March really does herald the beginning of real work in the greenhouse. You may have already started off some early fruit and vegetables, but this is the month when growing really kicks off. So, throw open the greenhouse doors and windows (unless of course, it is frosty or a gale), give it a thorough spring clean and get ready for some proper gardening.
The first task is to ensure that all seedboxes, pots and acetate covers are thoroughly clean. Keep all your seeds cool but frost fee and dry and don’t leave them in the greenhouse overnight. Order plenty of seed compost and, if you use it, vermiculite or some other preferred seed covering. Another important thing to make sure is that you have plenty of plant labels and permanent marker pens.
Some plants need heat to germinate and a heated propagator is almost essential. This is particularly important for tomato and cucumber seeds and, if you grow them, melons. In March the temperature in the greenhouse can fluctuate wildly so, on warm, sunny days when the mercury can shoot up, be prepared to turn off the heating in propagators, remembering to switch back on at night. Open greenhouse windows and doors but close up at night.

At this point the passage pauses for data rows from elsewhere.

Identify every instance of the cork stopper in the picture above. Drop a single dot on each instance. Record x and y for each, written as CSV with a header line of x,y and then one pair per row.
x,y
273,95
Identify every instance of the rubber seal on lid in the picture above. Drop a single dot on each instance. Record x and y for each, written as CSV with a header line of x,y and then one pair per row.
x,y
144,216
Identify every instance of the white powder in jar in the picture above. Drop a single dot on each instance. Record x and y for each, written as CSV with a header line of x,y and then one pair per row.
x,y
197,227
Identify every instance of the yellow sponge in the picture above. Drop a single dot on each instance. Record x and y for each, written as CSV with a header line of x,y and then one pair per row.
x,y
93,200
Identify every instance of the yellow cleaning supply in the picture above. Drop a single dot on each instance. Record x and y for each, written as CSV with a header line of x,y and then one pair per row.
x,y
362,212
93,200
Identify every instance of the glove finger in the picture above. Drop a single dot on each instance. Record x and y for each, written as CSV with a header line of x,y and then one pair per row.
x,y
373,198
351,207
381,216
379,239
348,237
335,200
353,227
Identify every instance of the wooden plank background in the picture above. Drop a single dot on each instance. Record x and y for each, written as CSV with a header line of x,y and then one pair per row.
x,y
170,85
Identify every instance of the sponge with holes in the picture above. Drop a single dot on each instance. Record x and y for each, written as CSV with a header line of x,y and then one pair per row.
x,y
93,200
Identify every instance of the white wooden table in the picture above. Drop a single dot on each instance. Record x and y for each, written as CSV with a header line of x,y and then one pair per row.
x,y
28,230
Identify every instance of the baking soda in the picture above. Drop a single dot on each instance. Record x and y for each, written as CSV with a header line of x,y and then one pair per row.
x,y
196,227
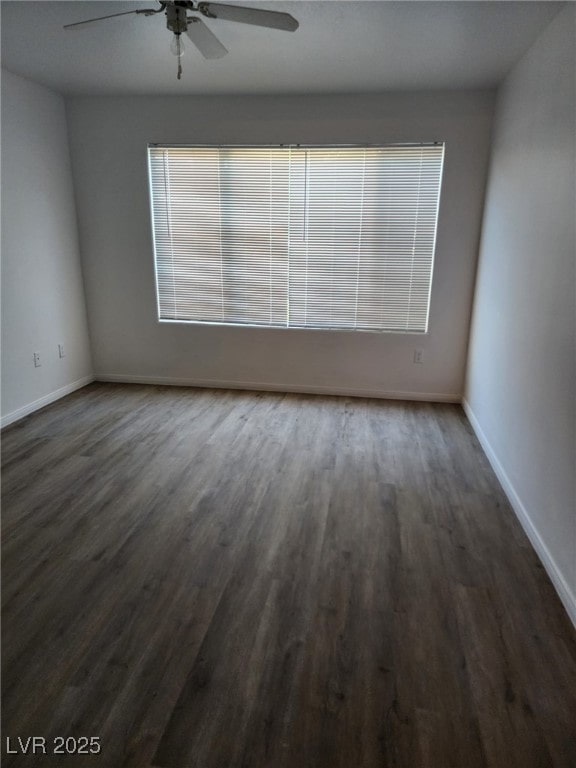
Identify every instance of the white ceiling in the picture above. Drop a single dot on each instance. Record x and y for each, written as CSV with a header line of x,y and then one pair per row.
x,y
340,47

Seedlings that are coming through will need shading from midday sun and make absolutely sure that you do not get water onto their young, tender leaves. Conversely, it can also be very cold in March so be prepared to cover seeds and seedlings with horticultural fleece.
If you have been overwintering plants, March is the perfect time to start feeding with liquid fertilizer and, if you are growing citrus plants do make sure you use a spring/summer feed. Plants will be waking up and regular watering – not drenching – will help them switch on to spring growth. Don’t get water onto emerging or existing foliage.
If you have overwintered geraniums, now is the time to pick off the old, brown leaves. They will really benefit from a liquid feed. If you plant out your own hanging baskets, begin to prepare them towards the end of the month but keep them inside the greenhouse.
Some seedlings will grow on rapidly so be prepared to prick them out into clean 3” pots filled with potting compost – not seed compost. Keep them moist but not soaking.
If you are planting summer cabbage seeds I think it is best to use growing cells. They are easy to pot on for planting out once the danger of frost is over. To ensure a good continuity for the kitchen, plant them out at three weekly intervals.
Other vegetables to plant in the greenhouse in March include Brussel sprouts, cabbages, cauliflower, purple sprouting broccoli, leek, lettuce, runner, French and broad beans, sweet corn, chard, perpetual spinach, aubergine, celery, carrots and some herbs.
If you have not already done so, now is the month to plant first early potatoes in grow bags that stay in the greenhouse. Put three or four inches of general growing compost in the bottom and space out the potatoes that have already been chitted. Gently push them down into the soil, cover them with another three inches of compost and water. Make sure they are in a leak-free and frost-proof area. As the leaves emerge cover and continue until they reach the very top. Keep moist but not waterlogged.
A frequent complaint about potatoes is their lack of taste. A good friend of mine was advised by the late Peter Seabrook to plant Jazzy seed potatoes. They don’t grow very big but, apparently, have a lovely taste. I shall give them a try this season.